Fue así como surgió, allá por 1997, Algún día, cuando pueda llevarte a Varsovia, la primera novela de esta Trilogía de Getafe. En ella se narra en primera persona la historia que protagoniza Laura, una chica quinceañera, al verse atraída por Andrzej, un chaval polaco inmigrante que llega a vivir a su portal. La acción sucede en Getafe, la ciudad de la periferia sur madrileña en la que he vivido durante más de veinticinco años, aunque a través de las narraciones de su amigo polaco, y de la ensoñación que ellas le provocan, Laura viaja a ese remoto norte de Europa en el que ha nacido Andrzej. Me proponía así aunar lo local y lo universal, lo propio y lo extraño, mostrando que desde un barrio de una ciudad periférica bien podía contemplarse el mundo, que ese barrio era el mundo y la adolescente que allí vivía y soñaba un personaje que podía representarnos a todos, lejos de los estereotipos reduccionistas y marginales que se imponen en tantas ficciones sobre el extrarradio de las grandes ciudades.

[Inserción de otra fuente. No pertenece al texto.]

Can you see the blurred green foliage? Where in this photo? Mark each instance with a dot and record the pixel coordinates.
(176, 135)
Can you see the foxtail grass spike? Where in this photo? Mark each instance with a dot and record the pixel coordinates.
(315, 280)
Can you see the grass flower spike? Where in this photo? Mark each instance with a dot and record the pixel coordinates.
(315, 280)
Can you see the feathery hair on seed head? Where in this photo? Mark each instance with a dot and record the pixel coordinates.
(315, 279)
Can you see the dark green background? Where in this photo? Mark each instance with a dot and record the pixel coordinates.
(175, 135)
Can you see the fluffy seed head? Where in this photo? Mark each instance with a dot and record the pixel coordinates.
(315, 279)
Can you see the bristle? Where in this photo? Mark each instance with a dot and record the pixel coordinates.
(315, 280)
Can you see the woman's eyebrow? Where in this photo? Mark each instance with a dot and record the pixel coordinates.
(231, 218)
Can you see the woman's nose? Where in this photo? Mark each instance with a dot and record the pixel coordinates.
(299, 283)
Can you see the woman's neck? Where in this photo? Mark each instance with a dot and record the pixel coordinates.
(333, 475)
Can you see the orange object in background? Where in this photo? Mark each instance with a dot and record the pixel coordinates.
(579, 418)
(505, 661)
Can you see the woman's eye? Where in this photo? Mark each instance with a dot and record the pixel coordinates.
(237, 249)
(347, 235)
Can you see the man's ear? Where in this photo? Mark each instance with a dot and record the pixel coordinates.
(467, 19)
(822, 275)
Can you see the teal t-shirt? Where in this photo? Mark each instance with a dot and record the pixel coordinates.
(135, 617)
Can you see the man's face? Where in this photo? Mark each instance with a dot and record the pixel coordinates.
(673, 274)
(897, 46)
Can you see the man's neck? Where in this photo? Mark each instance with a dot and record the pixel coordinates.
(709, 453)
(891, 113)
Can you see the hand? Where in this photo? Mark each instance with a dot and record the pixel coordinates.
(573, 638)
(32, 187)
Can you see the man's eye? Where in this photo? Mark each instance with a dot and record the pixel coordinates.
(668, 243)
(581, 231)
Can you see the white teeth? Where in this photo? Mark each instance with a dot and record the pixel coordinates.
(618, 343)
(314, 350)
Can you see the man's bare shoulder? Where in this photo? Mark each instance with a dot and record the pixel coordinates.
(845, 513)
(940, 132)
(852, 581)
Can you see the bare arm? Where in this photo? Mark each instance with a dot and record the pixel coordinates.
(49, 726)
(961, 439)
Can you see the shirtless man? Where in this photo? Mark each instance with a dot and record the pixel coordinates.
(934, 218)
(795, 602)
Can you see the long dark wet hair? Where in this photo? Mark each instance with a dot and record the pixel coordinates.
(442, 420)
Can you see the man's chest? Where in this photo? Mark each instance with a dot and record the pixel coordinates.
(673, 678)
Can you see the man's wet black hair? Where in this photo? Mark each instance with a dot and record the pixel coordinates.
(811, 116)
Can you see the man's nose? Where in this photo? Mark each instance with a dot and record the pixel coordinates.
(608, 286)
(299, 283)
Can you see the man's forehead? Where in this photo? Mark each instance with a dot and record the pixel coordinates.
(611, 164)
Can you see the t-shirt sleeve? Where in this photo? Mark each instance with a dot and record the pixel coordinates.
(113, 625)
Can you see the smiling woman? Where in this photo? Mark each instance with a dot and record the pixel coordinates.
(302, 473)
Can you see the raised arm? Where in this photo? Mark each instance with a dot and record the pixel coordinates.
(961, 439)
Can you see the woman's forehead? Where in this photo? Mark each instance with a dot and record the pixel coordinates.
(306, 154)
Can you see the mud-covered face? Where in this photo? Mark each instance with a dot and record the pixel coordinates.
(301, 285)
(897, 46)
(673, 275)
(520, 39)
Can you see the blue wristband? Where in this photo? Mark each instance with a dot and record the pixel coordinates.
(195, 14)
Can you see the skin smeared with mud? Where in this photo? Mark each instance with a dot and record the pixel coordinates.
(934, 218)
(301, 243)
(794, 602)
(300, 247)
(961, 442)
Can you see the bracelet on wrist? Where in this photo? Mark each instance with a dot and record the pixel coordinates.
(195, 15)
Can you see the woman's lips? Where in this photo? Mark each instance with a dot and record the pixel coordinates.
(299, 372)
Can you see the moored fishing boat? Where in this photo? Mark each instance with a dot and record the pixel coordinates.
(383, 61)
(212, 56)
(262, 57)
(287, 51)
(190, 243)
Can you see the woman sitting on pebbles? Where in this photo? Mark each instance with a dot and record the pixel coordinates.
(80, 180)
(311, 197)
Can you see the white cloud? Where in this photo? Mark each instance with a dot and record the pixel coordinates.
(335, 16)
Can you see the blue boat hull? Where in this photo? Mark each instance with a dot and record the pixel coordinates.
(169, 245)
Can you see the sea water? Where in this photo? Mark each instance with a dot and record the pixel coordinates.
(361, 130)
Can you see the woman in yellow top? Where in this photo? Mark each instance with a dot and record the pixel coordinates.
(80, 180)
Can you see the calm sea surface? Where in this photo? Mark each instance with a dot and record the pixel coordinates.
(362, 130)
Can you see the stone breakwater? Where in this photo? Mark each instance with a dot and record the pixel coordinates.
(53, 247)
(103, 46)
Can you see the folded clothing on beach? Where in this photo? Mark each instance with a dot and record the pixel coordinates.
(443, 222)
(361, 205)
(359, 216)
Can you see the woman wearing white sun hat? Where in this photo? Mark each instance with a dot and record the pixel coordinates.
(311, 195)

Aquella primera novela tuvo una excelente acogida entre el público al que iba primeramente destinada, los jóvenes, y diez años después sigue leyéndose en muchos colegios e institutos. La respuesta de esos lectores, que pude recoger en el contacto directo con ellos en las aulas y también gracias a multitud de cartas y mensajes, me animó a escribir otras dos novelas, El cazador del desierto  y La lluvia de París, que aparecieron en 1998 y 2000 respectivamente. Ambas continúan teniendo como narradora a Laura, que va creciendo hasta situarse al borde de la edad adulta, pero el protagonismo se lo cede a sus amigas Irene y Silvia, que son las que viven las aventuras correspondientes. En ellas, vuelve a abrirse el mundo ante los ojos curiosos y atentos de la chica de barrio, que aprende con la experiencia ajena y así va tomando verdadera conciencia de sí misma.

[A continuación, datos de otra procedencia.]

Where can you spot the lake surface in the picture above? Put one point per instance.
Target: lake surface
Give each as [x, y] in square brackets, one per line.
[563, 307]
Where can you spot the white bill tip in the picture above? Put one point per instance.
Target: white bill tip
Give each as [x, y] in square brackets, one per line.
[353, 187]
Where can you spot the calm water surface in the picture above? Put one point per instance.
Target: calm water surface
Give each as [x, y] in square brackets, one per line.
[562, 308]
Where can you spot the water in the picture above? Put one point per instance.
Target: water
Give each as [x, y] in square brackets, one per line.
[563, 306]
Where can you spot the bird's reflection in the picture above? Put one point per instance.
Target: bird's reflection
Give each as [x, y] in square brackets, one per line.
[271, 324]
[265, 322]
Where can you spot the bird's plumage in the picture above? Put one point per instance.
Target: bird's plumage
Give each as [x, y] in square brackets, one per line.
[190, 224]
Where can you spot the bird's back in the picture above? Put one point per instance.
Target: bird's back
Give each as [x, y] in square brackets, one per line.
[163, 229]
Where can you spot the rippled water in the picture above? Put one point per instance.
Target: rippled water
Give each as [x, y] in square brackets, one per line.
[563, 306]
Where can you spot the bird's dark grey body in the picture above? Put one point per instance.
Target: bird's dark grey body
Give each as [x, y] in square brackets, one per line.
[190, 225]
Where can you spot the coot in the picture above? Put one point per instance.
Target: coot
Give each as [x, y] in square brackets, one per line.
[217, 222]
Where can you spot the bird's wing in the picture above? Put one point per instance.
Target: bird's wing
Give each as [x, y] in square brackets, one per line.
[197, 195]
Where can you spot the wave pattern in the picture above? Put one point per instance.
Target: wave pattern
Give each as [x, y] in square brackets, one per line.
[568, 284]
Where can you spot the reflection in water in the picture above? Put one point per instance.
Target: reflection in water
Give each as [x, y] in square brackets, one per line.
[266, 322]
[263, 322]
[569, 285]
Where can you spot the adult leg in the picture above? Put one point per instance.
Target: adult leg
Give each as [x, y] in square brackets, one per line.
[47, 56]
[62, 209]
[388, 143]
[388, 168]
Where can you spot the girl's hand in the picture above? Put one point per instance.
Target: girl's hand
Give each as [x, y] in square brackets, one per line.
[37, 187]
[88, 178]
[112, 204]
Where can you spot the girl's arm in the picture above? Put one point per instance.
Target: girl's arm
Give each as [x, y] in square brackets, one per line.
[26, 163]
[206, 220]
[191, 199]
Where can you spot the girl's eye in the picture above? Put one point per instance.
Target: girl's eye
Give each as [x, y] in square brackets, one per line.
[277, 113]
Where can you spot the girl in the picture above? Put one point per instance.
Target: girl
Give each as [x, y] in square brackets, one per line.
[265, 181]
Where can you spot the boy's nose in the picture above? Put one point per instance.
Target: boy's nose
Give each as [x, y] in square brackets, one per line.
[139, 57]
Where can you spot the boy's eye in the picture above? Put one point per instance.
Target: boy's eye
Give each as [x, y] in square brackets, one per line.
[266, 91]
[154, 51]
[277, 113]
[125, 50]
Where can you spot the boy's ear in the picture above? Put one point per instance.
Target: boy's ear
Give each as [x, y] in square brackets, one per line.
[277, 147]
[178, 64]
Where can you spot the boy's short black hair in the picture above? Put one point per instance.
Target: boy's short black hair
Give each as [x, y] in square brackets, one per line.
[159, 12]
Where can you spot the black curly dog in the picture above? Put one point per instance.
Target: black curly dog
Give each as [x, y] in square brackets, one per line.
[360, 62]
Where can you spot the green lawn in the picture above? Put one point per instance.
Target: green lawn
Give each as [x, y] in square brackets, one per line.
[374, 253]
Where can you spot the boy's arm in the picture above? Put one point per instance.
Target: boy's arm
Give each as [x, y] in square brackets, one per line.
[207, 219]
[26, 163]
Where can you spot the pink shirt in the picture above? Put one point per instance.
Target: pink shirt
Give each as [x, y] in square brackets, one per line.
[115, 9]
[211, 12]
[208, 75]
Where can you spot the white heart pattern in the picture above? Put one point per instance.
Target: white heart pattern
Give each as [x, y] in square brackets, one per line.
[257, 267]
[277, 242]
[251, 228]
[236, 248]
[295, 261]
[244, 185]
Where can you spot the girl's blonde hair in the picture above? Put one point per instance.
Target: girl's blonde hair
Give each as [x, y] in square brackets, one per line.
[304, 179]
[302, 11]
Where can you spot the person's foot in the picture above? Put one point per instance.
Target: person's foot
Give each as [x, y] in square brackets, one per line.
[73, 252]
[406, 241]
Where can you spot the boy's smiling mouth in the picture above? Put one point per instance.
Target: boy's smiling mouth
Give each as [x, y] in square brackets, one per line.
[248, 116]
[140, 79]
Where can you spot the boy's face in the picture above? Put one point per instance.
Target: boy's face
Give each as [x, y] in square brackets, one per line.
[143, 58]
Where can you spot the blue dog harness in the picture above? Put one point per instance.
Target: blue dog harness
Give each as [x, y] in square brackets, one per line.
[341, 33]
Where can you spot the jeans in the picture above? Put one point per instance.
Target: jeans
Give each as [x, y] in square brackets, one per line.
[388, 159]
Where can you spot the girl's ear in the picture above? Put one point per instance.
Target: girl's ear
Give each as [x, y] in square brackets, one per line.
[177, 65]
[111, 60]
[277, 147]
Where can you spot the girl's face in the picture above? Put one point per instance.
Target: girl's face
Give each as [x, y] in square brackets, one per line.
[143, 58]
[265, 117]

 En El cazador del desierto, Irene conoce a Orens, un extraño muchacho que añora el desierto y adora a los héroes malditos y solitarios, como Lawrence de Arabia, Lanzarote del Lago y el cazador que encarna Robert de Niro en la película The Deer Hunter, de Michael Cimino. En La lluvia de París, Silvia, la más agraciada de las tres amigas, recibe una oferta para rodar una película en la capital francesa, donde afronta, además de la experiencia de vivir sola en una ciudad extranjera, las sombras que acechan tras las luces del éxito y la fama. Cada una a su modo, y Laura con ellas, perfilan su percepción de la realidad, descubriendo que hay en ella paradojas y contradicciones con las que no contaban. Comprueban que esa realidad es áspera a veces, pero no tratan de evadirse de ella con fantasías, porque como escritor no creo que ésta sea la única manera de seducir a los jóvenes y porque ellas son cada vez menos niñas. A lo que no renuncia ninguna de las tres es a la imaginación, que supone algo bien diferente: la fuerza que nos permite proyectarnos más allá e impide que nos quedemos en la superficie de las cosas.

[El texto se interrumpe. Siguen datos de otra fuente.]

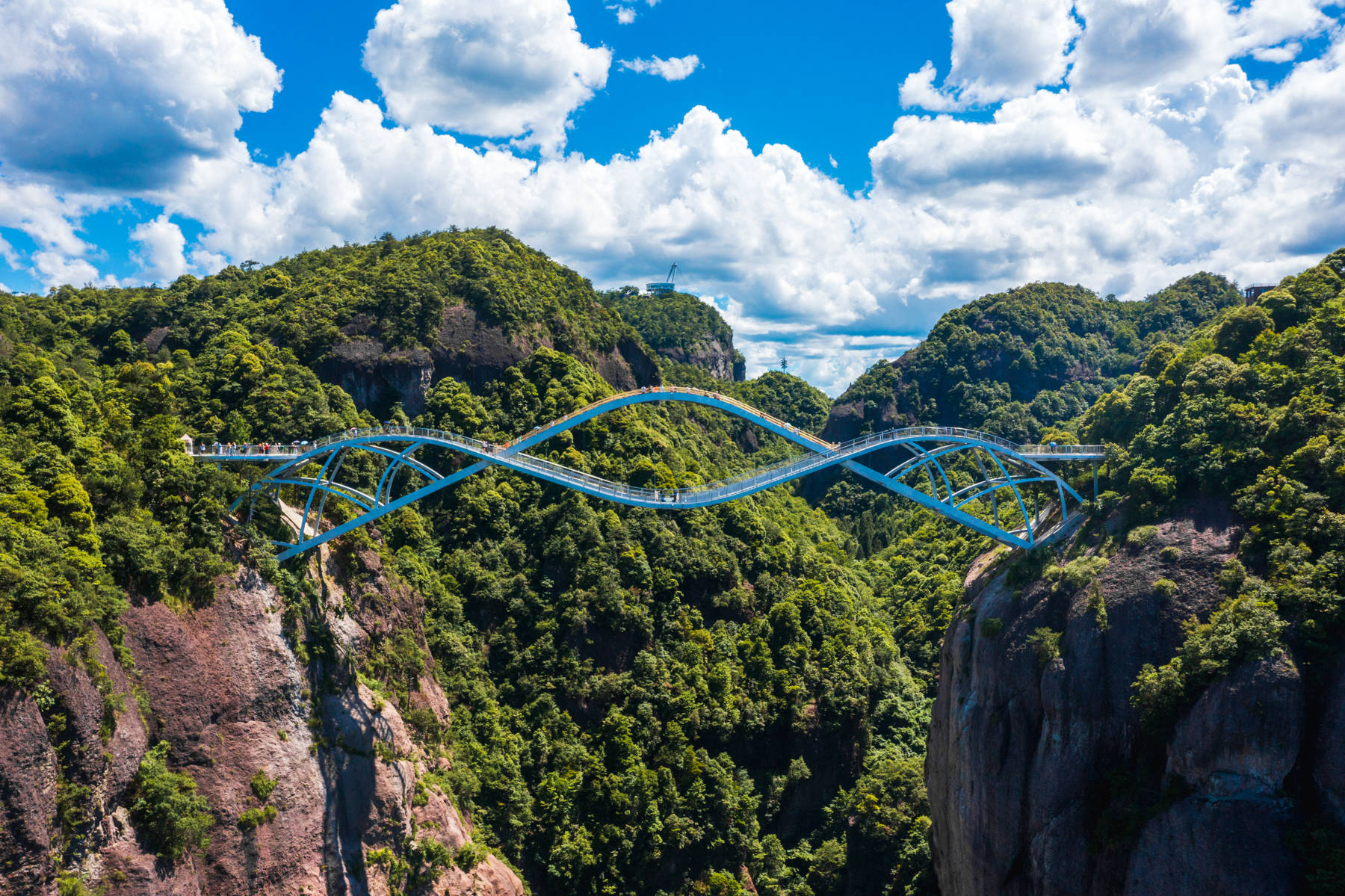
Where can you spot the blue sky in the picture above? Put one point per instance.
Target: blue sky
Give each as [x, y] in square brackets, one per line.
[833, 181]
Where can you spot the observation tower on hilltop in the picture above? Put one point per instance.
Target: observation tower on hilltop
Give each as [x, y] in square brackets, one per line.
[665, 287]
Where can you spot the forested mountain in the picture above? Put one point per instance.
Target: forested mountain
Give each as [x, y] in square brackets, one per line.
[1163, 707]
[682, 330]
[1020, 361]
[622, 701]
[509, 682]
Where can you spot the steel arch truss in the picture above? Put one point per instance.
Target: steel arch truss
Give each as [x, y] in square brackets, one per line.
[950, 472]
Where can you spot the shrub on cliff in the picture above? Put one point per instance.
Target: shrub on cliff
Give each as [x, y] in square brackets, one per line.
[1240, 630]
[167, 809]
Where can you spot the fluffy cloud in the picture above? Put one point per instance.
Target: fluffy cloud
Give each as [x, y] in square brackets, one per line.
[120, 93]
[1148, 156]
[501, 69]
[1004, 50]
[161, 249]
[1044, 144]
[674, 69]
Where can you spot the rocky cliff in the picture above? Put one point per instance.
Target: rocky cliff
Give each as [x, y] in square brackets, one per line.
[1042, 779]
[467, 349]
[682, 330]
[232, 696]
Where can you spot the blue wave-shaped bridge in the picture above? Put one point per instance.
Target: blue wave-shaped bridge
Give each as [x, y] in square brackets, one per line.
[989, 466]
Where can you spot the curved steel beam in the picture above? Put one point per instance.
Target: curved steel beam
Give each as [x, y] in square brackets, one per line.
[927, 444]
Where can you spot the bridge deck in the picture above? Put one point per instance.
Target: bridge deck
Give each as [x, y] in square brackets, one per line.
[1000, 463]
[279, 454]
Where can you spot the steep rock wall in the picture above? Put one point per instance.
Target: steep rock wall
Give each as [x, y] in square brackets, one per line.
[223, 688]
[1040, 776]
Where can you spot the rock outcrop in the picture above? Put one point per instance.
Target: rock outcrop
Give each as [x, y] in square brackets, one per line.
[1042, 779]
[222, 685]
[467, 349]
[28, 776]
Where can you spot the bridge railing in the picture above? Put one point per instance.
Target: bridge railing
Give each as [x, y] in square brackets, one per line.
[829, 450]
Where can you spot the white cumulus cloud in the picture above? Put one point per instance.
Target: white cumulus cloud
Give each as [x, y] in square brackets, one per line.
[502, 69]
[1128, 149]
[674, 69]
[161, 249]
[120, 93]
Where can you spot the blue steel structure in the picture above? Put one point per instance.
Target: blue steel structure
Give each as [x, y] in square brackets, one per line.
[959, 466]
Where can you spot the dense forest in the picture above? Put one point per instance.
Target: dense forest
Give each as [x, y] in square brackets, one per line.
[642, 702]
[1021, 361]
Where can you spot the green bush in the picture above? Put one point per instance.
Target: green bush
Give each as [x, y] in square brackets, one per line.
[1141, 536]
[1239, 631]
[1232, 576]
[1045, 643]
[262, 785]
[470, 855]
[1098, 606]
[252, 818]
[1076, 573]
[167, 809]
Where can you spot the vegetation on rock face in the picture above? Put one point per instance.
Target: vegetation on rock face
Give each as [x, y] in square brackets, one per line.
[167, 809]
[681, 329]
[1264, 424]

Esta edición conjunta de las tres novelas, dirigida al público general, representa para su autor una gran alegría, y hago constar mi gratitud a Ediciones Destino y en particular a Silvia Sesé y Emili Rosales por impulsar con tanta ilusión el proyecto. Porque aun siendo independientes, las tres historias aquí reunidas forman una secuencia que contemplada en su conjunto constituye un homenaje a la gente de mi ciudad, Getafe, y en ella a la gente de todas las ciudades que rara vez son protagonistas. Esas que a menudo suelen mirarse con condescendencia y prejuicio, y que aquí, en cambio, se erigen sin complejos en el espacio natural de cuanto ocurre y se cuenta. Por otra parte, la presente edición viene a normalizar estas tres novelas, sacándolas del reducto en que tiende a confinarse a la literatura juvenil, como si fuera de menor categoría o ambición que la otra. Para mí, esta Trilogía no supone un empeño menor que cualquiera de mis novelas para adultos, y mi aspiración es que llegue no sólo a los adolescentes que ya la han acogido y le han permitido con su generosidad seguir viva durante una década. Espero que merced a esta edición Laura y sus compañeras, y su ciudad, Getafe, que da título a la trilogía, puedan alcanzar el corazón de quienes hasta ahora no sabían de su existencia. No son más, ni mejores, que otras chicas u otras ciudades. Pero tampoco menos.